Routine performance and errors of 454 HLA exon sequencing in diagnostics
Red Cross Transfusion Service for Upper Austria, Krankenhausstraße 7, 4017 Linz, Austria
BMC Bioinformatics 2013, 14:176 doi:10.1186/1471-2105-14-176Published: 3 June 2013
Next-generation sequencing (NGS) has changed genomics significantly. More and more applications strive for sequencing with different platforms. Now, in 2012, after a decade of development and evolution, NGS has been accepted for a variety of research fields. Determination of sequencing errors is essential in order to follow next-generation sequencing beyond research use only. This study describes the overall 454 system performance of using multiple GS Junior runs with an in-house established and validated diagnostic assay for human leukocyte antigen (HLA) exon sequencing. Based on this data, we extracted, evaluated and characterized errors and variants of 60 HLA loci per run with respect to their adjacencies.

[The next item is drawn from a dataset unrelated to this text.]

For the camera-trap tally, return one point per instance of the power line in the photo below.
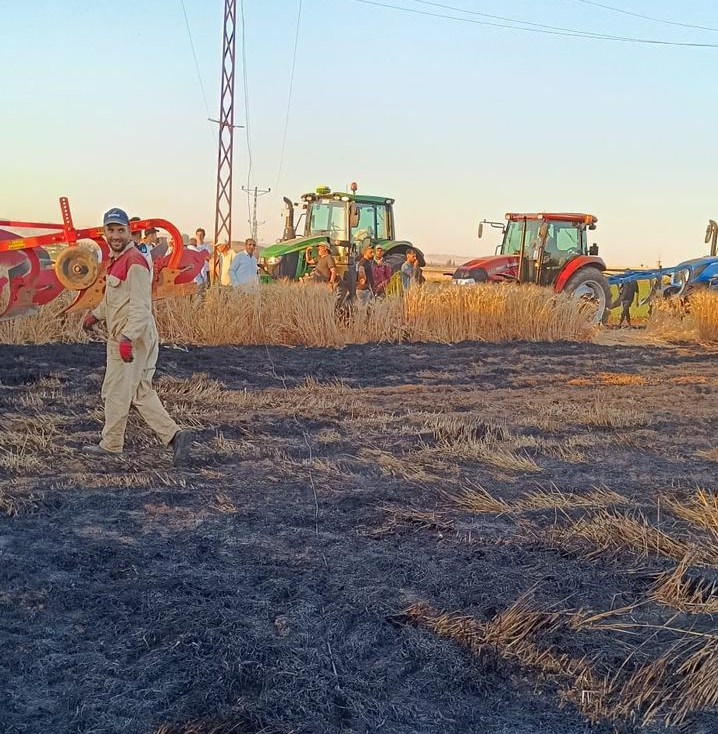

We determined an overall error rate of 0.18% in a total of 118,484,408 bases. 31.3% of all reads analyzed (n=349,503) contain one or more errors. The largest group are deletions that account for 50% of the errors. Incorrect bases are not distributed equally along sequences and tend to be more frequent at sequence ends. Certain sequence positions in the middle or at the beginning of the read accumulate errors. Typically, the corresponding quality score at the actual error position is lower than the adjacent scores.
Here we present the first error assessment in a human next-generation sequencing diagnostics assay in an amplicon sequencing approach. Improvements of sequence quality and error rate that have been made over the years are evident and it is shown that both have now reached a level where diagnostic applications become feasible. Our presented data are better than previously published error rates and we can confirm and quantify the often described relation of homopolymers and errors. Nevertheless, a certain depth of coverage is needed, in particular with challenging areas of the sequencing target. Furthermore, the usage of error correcting tools is not essential but might contribute towards the capacity and efficiency of a sequencing run.